Once Ballard was convinced with the robotic submersible technologyhe knew he’d be able to return to the website and survey the ocean floor for many hours and hours without having to enter a sub.
However there was the little matter of increasing the funding required to support this kind of costly and important expedition.
Only in the past few years has Ballard managed to be totally truthful about the now-declassified occasions that led to his discovery of the infamous wreck.
Before agreeing to this mission, that was signed off by then US President Ronald Reagan, he inquired if he could look for Titanic when he had finished the top secret task.
While he wasn’t explicitly granted permission to start looking for the infamous wreck, Ballard says he had been told he would pretty much do what he wanted once he had discovered the nuclear submarines.
“I must sayit was challenging for me since I could not tell the truth for many, many, many years about who really paid for this,” he admits.
After completing the mission with 12 days to spare, Ballard and his staff set out in search for Titanic on Argo, a deep-sea vehicle using a remote-controlled camera which sent live pictures from the bottom of the sea into a control area on Knorr, the towing research vessel they had been on board.
While he originally observed the discovery, the enormity of the catastrophe, which brought about the deaths of over 1,500 individuals, rapidly overwhelmed Ballard and everybody onboard Knorr.

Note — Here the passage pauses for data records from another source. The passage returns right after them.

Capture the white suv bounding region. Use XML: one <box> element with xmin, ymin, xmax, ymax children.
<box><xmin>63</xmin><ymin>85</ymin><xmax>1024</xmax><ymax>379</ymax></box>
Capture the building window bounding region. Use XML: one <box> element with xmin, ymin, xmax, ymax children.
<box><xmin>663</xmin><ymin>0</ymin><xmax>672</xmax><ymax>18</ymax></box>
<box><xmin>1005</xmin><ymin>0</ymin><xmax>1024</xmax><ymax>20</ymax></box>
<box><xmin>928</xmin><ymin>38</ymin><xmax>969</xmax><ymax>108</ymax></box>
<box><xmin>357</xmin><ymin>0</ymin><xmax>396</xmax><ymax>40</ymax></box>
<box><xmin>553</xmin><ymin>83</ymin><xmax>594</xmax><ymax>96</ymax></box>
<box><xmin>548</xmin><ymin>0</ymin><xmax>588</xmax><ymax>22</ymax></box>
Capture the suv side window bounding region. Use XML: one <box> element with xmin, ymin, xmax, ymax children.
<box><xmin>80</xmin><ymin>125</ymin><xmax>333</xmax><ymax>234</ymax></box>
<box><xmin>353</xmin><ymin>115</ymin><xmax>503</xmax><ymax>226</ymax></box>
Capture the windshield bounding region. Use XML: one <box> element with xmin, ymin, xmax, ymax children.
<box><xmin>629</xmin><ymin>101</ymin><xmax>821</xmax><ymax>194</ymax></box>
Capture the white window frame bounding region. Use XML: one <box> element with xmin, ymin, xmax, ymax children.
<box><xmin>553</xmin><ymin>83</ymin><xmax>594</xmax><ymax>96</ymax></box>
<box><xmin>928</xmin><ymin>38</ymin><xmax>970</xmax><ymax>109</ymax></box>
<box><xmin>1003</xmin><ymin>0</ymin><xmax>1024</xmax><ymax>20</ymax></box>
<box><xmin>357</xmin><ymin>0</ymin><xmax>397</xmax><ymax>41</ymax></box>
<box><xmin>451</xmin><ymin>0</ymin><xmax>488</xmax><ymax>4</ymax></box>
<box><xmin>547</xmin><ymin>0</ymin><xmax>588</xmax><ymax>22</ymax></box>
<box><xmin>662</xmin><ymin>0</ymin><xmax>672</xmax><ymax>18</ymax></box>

“About 2 a.m., someone remarked that we were coming the period of night when Titanic had sunk into a sea as serene as the one we had now,” he writes in”Into the Deep.”
“It was not until this stage that the emotion of the tragedy completely hit me. I know this sounds odd, but it was rather unexpected.
“I’d never been a Titanic groupie. Sure, I had wanted to find it, and I’d been really aggressive about that.
“However a universe tragedy had played itself out on this place, and now the website itself took hold of me. Its emotion filled me rather than let go.”
He goes on to describe his horror at the”Titanic mania” that ensued if the positioning of this wreck was created public and”investors saw dollar signs.”
“Without understanding, we had opened this up when we had found the mess, and it had turned into an ugly carnival, an affront to the fate of Titanic and all those who lost their lives in her last hours,” he writes.